但剛除掉心腹大患,昔日高貴的生命神大人落在自己手中,就連在睡夢中,都露出滿足的笑容。

只有在雨天,諦聽才會不受控制地睡去。

那只裝有神識的錦囊就懸在他腰間,青溪隱匿身形的功夫比她紮實許多,一步步來到諦聽身前,時刻註意著諦聽的表情,生怕他忽然驚醒。

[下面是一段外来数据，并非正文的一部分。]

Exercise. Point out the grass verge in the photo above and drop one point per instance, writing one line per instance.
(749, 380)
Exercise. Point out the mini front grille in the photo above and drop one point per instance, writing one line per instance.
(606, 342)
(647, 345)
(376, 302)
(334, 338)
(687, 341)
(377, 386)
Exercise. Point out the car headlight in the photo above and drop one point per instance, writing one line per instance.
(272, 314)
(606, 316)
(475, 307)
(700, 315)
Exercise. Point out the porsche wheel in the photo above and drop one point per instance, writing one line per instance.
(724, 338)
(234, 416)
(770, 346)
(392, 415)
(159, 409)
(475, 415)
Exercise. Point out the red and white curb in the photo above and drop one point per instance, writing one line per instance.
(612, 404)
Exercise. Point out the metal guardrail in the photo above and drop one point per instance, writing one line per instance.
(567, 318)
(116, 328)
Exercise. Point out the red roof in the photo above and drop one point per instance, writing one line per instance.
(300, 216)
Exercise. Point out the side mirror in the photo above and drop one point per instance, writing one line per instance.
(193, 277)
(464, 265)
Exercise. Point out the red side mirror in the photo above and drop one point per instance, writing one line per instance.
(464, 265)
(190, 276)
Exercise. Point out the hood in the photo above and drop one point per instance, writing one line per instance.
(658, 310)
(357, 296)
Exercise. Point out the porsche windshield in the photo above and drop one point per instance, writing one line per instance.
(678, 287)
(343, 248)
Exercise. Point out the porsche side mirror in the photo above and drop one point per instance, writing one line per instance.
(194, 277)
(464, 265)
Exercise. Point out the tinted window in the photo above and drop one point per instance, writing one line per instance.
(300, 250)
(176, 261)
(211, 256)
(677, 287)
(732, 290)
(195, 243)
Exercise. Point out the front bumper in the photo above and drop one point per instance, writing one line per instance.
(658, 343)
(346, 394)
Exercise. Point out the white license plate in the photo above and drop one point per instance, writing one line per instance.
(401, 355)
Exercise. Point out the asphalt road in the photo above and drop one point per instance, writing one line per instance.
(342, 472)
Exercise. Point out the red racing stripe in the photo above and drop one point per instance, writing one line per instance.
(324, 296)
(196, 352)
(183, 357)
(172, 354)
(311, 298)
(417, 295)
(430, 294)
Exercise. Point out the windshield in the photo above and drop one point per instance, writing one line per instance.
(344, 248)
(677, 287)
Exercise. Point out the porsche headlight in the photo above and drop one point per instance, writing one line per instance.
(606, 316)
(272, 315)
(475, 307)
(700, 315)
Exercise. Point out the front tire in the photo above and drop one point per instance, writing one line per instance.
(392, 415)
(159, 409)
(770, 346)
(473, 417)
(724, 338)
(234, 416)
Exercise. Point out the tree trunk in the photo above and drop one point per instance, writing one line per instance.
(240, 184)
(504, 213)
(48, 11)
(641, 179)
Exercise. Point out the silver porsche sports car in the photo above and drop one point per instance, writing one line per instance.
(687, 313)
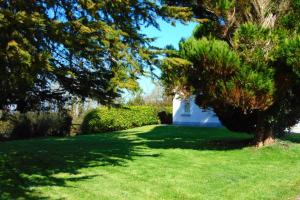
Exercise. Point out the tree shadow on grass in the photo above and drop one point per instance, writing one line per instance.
(31, 163)
(26, 164)
(166, 137)
(293, 137)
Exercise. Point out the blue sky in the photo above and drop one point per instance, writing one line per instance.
(167, 35)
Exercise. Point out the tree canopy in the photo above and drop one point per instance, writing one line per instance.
(243, 61)
(53, 50)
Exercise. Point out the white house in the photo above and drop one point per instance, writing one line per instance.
(186, 112)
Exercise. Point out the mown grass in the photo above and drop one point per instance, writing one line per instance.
(152, 162)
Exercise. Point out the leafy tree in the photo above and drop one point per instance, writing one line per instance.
(243, 60)
(53, 50)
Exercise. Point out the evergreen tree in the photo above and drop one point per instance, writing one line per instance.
(53, 50)
(243, 60)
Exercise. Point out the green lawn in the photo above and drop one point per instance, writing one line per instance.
(152, 162)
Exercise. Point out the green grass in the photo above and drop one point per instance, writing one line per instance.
(152, 162)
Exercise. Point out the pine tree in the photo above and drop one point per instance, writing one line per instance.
(53, 50)
(243, 61)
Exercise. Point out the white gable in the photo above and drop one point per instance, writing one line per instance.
(186, 112)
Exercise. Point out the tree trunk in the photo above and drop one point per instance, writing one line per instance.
(264, 136)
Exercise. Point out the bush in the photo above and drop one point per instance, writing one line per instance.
(113, 119)
(34, 124)
(5, 129)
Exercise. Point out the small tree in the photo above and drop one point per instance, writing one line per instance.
(243, 60)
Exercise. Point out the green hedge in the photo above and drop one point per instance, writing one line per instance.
(112, 119)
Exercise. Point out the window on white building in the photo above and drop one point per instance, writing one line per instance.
(187, 106)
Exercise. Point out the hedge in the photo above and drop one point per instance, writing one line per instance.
(112, 119)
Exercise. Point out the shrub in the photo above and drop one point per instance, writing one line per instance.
(112, 119)
(34, 124)
(5, 129)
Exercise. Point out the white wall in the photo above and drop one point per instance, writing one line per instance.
(196, 116)
(296, 129)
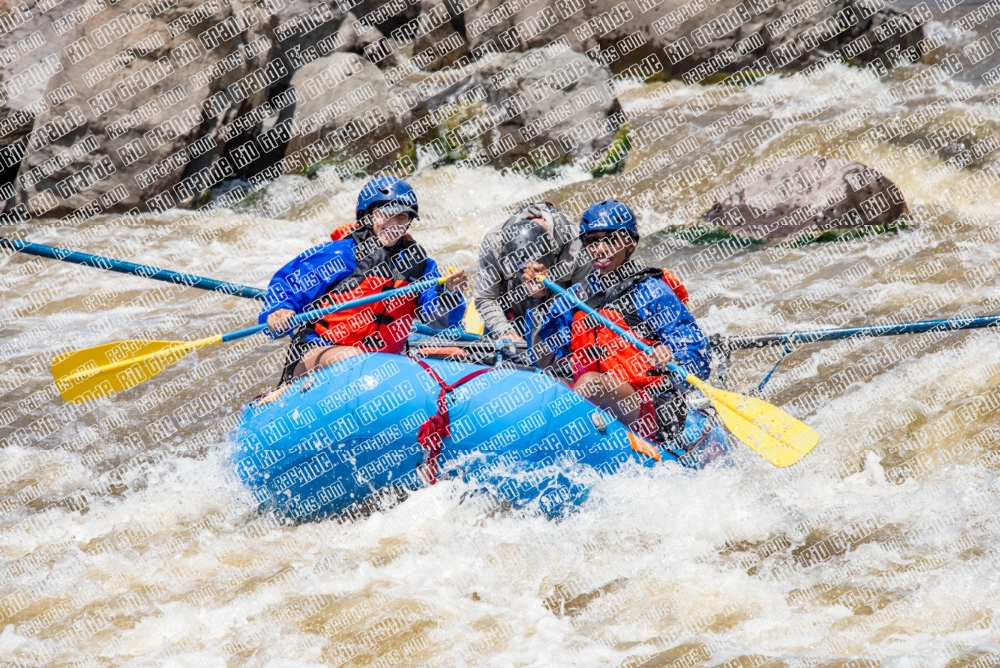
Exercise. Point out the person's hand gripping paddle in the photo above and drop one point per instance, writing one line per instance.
(777, 436)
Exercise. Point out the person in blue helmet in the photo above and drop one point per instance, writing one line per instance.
(371, 255)
(649, 303)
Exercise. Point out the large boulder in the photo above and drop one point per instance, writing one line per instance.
(342, 116)
(136, 132)
(807, 191)
(696, 39)
(526, 109)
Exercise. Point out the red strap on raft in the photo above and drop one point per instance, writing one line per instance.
(438, 426)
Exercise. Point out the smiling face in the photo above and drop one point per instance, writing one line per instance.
(389, 229)
(608, 250)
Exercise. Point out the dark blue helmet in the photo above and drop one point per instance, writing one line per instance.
(384, 191)
(606, 216)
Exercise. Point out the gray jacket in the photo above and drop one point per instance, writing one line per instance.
(497, 291)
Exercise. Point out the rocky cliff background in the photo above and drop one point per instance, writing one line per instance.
(144, 105)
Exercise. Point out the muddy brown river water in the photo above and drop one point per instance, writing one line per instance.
(125, 538)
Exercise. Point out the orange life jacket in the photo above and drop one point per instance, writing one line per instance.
(594, 347)
(380, 327)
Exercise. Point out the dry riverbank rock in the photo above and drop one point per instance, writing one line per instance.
(516, 109)
(343, 116)
(807, 191)
(695, 39)
(143, 89)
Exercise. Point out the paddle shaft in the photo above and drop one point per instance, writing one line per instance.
(726, 343)
(185, 347)
(145, 271)
(306, 316)
(586, 308)
(729, 343)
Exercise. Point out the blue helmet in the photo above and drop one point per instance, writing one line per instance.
(606, 216)
(386, 190)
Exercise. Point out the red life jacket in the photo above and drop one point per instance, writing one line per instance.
(380, 327)
(594, 347)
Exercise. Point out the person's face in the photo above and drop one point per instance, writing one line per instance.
(608, 250)
(389, 229)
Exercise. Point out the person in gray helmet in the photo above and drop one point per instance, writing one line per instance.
(538, 234)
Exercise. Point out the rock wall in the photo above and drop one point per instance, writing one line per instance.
(147, 103)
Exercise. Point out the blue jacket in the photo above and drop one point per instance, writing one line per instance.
(309, 276)
(656, 304)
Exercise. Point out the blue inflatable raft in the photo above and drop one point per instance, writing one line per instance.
(338, 437)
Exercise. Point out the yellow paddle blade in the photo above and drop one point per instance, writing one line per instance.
(91, 373)
(776, 435)
(473, 323)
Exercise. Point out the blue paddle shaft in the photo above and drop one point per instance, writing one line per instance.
(319, 313)
(894, 329)
(586, 308)
(142, 270)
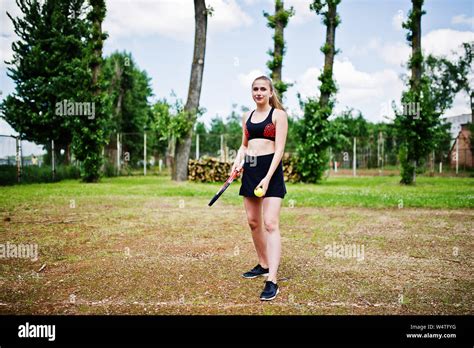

錦囊上拴著無數條仙力凝成的紅線,青溪便以仙力匯成一把剪刀,小心翼翼地剪去那些紅線。

半晌,青溪停下了動作。

“你在做什麽?”

出於本能的恐懼,青溪倒吸一口涼氣,甚至不敢擡一下頭,立刻俯身跪下,傳音給她:“躲好,無論發生任何事,都不要出來。”

匯成剪刀的仙力被打散,諦聽不知何時竟醒了過來。

偷盜錦囊的意圖昭然若揭,沒有絲毫辯駁。在力量懸殊之下,也沒有殊死一搏的機會。

“青溪,你真是太令我寒心了。你以為你是什麽人,有什麽倚仗,能讓我對你無限容忍?”諦聽冷言道,“本以為這些年來,你盡心為我做事,是真的選擇忠誠於我。你蟄伏許久,就是為了這一日吧。”

諦聽垂眼,直接一腳踩在青溪白皙的手上:“別忘了,你的命還在我的手上。”

青溪悶哼一聲,埋下頭,生生擠出兩個字來:“屬下不敢。”

“你不敢?你可敢得很!”諦聽冷笑,祭出仙器長鞭,“面對叛徒,我從來不會心慈手軟……”

話音未落,青溪忽然暴起,竟是蓄力已久,匯成巨大的剪刀,剪斷繁覆的紅線,一把將錦囊奪了過來!